We reviewed all laboratory reports of the isolation of dengue virus from respiratory specimens at the clinical microbiology laboratory of the Kaohsiung Veterans General Hospital during 2007 to 2015. We then examined the medical records of the cases from whom the virus was isolated to determine their demographic characteristics, family contacts, clinical signs and symptoms, course of illness and laboratory findings.

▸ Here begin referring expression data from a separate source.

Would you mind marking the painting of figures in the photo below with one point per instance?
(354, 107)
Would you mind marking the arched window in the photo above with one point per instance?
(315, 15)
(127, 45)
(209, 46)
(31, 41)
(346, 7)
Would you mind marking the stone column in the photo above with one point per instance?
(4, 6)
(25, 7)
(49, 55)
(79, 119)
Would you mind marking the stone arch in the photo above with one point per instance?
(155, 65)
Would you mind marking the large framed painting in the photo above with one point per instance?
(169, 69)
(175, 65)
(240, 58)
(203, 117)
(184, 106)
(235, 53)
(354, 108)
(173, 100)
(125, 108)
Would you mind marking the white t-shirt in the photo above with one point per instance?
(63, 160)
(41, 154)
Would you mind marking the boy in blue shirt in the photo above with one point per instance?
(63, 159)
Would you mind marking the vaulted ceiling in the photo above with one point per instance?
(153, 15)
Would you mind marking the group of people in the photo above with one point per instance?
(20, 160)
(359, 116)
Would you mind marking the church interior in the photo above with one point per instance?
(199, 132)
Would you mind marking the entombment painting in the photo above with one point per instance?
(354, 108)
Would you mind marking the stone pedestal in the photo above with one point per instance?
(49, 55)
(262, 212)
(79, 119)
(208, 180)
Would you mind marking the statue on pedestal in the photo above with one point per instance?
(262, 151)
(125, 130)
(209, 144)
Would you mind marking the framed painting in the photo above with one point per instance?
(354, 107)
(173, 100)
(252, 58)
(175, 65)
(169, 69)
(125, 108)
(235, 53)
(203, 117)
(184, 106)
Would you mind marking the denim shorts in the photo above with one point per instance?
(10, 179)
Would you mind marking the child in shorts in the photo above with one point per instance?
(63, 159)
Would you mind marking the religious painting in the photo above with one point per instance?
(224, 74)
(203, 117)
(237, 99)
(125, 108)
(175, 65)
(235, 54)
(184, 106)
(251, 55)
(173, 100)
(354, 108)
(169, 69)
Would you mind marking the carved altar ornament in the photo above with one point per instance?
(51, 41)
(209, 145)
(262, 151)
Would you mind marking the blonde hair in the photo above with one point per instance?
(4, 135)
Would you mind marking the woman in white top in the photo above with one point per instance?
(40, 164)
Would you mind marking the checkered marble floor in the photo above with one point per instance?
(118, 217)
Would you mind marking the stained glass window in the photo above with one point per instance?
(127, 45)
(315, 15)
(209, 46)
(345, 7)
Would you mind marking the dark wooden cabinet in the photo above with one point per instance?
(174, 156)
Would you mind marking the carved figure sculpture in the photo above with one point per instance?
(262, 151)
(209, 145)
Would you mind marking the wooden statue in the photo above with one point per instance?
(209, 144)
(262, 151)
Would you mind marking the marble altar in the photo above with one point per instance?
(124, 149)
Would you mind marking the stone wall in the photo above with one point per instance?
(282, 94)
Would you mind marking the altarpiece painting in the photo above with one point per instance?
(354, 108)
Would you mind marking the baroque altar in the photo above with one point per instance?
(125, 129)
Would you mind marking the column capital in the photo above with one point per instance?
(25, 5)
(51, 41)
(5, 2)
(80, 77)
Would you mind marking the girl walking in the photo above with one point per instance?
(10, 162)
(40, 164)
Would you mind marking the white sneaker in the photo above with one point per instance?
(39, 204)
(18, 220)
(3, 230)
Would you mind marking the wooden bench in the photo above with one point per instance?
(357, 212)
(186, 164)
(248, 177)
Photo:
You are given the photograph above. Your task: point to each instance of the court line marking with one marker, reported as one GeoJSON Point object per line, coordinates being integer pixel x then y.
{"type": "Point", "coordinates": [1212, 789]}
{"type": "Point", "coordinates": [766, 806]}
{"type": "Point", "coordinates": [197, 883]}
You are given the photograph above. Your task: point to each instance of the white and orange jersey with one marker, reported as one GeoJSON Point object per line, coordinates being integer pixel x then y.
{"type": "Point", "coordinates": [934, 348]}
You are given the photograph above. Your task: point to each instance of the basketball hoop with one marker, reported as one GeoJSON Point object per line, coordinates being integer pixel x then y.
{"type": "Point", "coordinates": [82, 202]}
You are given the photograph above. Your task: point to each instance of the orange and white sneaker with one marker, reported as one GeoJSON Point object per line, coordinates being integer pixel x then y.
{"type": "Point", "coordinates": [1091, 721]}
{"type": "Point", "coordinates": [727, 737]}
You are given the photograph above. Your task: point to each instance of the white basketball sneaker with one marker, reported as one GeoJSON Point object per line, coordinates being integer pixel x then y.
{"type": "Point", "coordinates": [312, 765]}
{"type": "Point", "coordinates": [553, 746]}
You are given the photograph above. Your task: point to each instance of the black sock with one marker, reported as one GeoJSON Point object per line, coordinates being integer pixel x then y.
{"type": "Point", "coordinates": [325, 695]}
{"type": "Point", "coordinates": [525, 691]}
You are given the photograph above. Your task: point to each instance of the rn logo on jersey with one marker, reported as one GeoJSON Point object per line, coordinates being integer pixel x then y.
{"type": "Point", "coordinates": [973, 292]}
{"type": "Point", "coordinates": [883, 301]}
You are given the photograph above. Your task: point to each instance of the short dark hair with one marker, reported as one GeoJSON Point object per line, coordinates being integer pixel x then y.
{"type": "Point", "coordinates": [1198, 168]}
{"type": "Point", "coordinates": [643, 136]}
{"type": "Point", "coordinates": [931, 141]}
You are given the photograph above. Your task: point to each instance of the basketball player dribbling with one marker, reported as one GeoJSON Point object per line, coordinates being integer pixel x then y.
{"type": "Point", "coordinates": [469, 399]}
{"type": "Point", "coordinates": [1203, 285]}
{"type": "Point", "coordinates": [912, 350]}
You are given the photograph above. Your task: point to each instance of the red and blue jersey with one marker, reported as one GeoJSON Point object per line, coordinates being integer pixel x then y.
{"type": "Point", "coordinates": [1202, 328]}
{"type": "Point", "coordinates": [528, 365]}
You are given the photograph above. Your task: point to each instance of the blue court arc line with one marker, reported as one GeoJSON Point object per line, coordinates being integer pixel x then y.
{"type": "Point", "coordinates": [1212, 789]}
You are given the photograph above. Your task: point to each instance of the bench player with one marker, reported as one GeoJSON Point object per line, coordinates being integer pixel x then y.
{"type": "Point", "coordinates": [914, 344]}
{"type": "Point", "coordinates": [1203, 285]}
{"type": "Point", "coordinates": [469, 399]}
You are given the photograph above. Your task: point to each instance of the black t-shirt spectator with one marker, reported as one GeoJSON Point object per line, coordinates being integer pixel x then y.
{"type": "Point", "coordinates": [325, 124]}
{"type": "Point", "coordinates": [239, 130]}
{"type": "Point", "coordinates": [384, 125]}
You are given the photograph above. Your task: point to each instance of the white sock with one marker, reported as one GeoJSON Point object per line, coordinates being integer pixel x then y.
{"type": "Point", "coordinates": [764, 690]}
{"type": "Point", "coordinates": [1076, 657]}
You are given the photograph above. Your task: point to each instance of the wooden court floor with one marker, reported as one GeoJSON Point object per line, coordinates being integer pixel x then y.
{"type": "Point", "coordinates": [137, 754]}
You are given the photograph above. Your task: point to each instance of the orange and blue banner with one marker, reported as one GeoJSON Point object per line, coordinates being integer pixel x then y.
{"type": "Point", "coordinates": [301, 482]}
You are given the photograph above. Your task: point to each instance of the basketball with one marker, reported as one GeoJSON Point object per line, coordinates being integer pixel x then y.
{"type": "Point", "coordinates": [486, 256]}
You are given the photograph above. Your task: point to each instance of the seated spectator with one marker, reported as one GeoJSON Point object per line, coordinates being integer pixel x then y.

Dengue virus was identified in four patients from a nasopharyngeal or throat culture. Two were classified as group A dengue (dengue without warning signs), one as group B (dengue with warning signs) and one as group C (severe dengue). All had respiratory symptoms. Half had family members with similar respiratory symptoms during the period of their illnesses. All of the patients recovered uneventfully.
The isolation of dengue virus from respiratory specimens of patients with cough, rhinorrhea and nasal congestion, although rare, raises the possibility that the virus is capable of transmission by the aerosol route among close contacts. This concept is supported by studies that show that the virus can replicate in cultures of respiratory epithelium and can be transmitted through mucocutaneous exposure to blood from infected patients. However, current evidence is insufficient to prove the hypothesis of transmission through the respiratory route. Further studies will be needed to determine the frequency of respiratory colonization, viable virus titers in respiratory secretions and molecular genetic evidence of transmission among close contacts.
登革热是一种重要的虫媒病毒病。其临床表现从轻度非特异性发热综合征到严重的危及生命的疾病不等。在疾病早期通常可在血液中检测到该病毒。在个别病例的脑脊液、尿液、鼻咽部切片和唾液中也发现了登革病毒。在本报告中,我们描述了从4例确诊登革热病例的上呼吸道中分离出登革病毒的情况。
我们查阅了高雄荣民总医院临床微生物实验室2007年至2015年期间从呼吸道标本中分离登革病毒的所有实验室报告。然后检查分离出病毒的病例的病历,以确定其人口统计学特征、家庭接触者、临床体征和症状、病程及实验室检查结果。
从鼻咽或咽喉培养物中鉴定出4例登革病毒。2例归类为A组登革热(无预警体征的登革热),1例为B组(有预警体征的登革热),1例为C组(重症登革热)。所有患者均有呼吸道症状。半数患者在患病期间有家庭成员出现类似呼吸道症状。所有患者均顺利康复。
从咳嗽、流涕和鼻塞患者的呼吸道标本中分离出登革病毒,尽管罕见,但增加了该病毒通过气溶胶途径在密切接触者之间传播的可能性。这一概念得到了一些研究的支持,这些研究表明该病毒可在呼吸道上皮细胞培养物中复制,并可通过黏膜皮肤接触感染患者的血液传播。然而,目前的证据不足以证明通过呼吸道途径传播这一假说。需要进一步研究以确定呼吸道定植的频率、呼吸道分泌物中的活病毒滴度以及密切接触者之间传播的分子遗传学证据。